Against some impressive odds — think the Mt. Gox fraud and the Chinese government crackdown — Bitcoin digital currency continues to grow in popularity and to attract more and more investment from the four corners of the globe. Given its tenacity, it is also increasingly capturing the attention of politicians.
For the time being, Canada is the second most popular destination for venture capital invested in Bitcoin companies, behind only the United States. This is good news, since this investment generates economic activity and jobs. And although the spread of Bitcoin use and the amount of Bitcoin investment remain relatively limited compared to other sectors of the economy, this could change in the future.
But certain conditions are necessary for the use of Bitcoin as a currency to really catch on. First of all, users need to receive concrete benefits from the use of this currency rather than some other one, a condition that is related to the nature of Bitcoin and its mechanics.
In addition to this, there are two conditions that depend on political decisions. Retailers, consumers and investors need to be able to count on the existence of clear rules indicating how Bitcoin is to be treated in terms of taxation and regulation. And those rules must not hamper the use of Bitcoin as a means of exchange, either with burdensome taxes or with excessive administrative rules for users.
In terms of taxation, Revenue Canada spoke to the issue when it declared that it considered bitcoins to be simple goods exchanged under a barter system. Retailers must declare the revenues from transactions when they accept Bitcoin as the method of payment, and if bitcoins are bought or sold for purposes of investment or speculation, any profits or losses would constitute capital gains or losses and be taxed as such.
As for regulation, in the February 2014 federal budget, the government announced its intention to introduce legislative amendments to strengthen Canada’s anti-money laundering and anti-terrorist financing regime in order to better address emerging risks, including those associated with virtual currencies. This spring, a representative of the Finance Department testified before the Standing Senate Committee on Banking, Trade and Commerce that legislative modifications could soon be adopted to regulate Bitcoin. These modifications could include Bitcoin exchanges in the definition of money services businesses, which would make them subject to money laundering laws.
This would help to clarify a crucial aspect of regulatory fuzziness affecting the interaction between banks and bitcoin companies. Currently, Canadian banks remain cautious in anticipation of more specific regulation, worried about running afoul of existing money laundering laws, among other things. Without basic banking services, many bitcoin companies will choose to set up shop elsewhere, leading to potential economic losses for Canada.
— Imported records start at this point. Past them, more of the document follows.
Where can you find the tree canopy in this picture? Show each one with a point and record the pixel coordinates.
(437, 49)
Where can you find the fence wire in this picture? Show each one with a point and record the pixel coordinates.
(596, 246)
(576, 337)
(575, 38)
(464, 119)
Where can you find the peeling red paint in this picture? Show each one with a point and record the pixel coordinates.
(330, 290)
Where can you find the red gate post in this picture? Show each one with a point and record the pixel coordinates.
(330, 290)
They might, for instance, head to Germany, which was one of the first countries to regulate Bitcoin and which became one of the first Bitcoin hubs, where the first partnership between a bank and a Bitcoin exchange emerged last year in order to provide banking services to the exchange’s clients. At the end of the year, the German Finance Department recognized bitcoins as a financial instrument similar to an international currency, which can be used to carry out private transactions or exchanged for other currencies, without being legal tender.
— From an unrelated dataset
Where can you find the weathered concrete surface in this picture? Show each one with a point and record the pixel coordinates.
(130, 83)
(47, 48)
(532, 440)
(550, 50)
But it is not even necessary for Bitcoin to be officially recognized as a “currency,” much less as legal tender. What are needed are simple, straightforward rules for those who want to use Bitcoin as a currency and not just as a speculative investment vehicle. Moreover, these rules must remain flexible in order to respect the multiple uses of Bitcoin and its evolving nature.
David Descôteaux is associate researcher with the MEI and author of “How Should Bitcoin Be Regulated?” The views reflected in this op-ed are his own.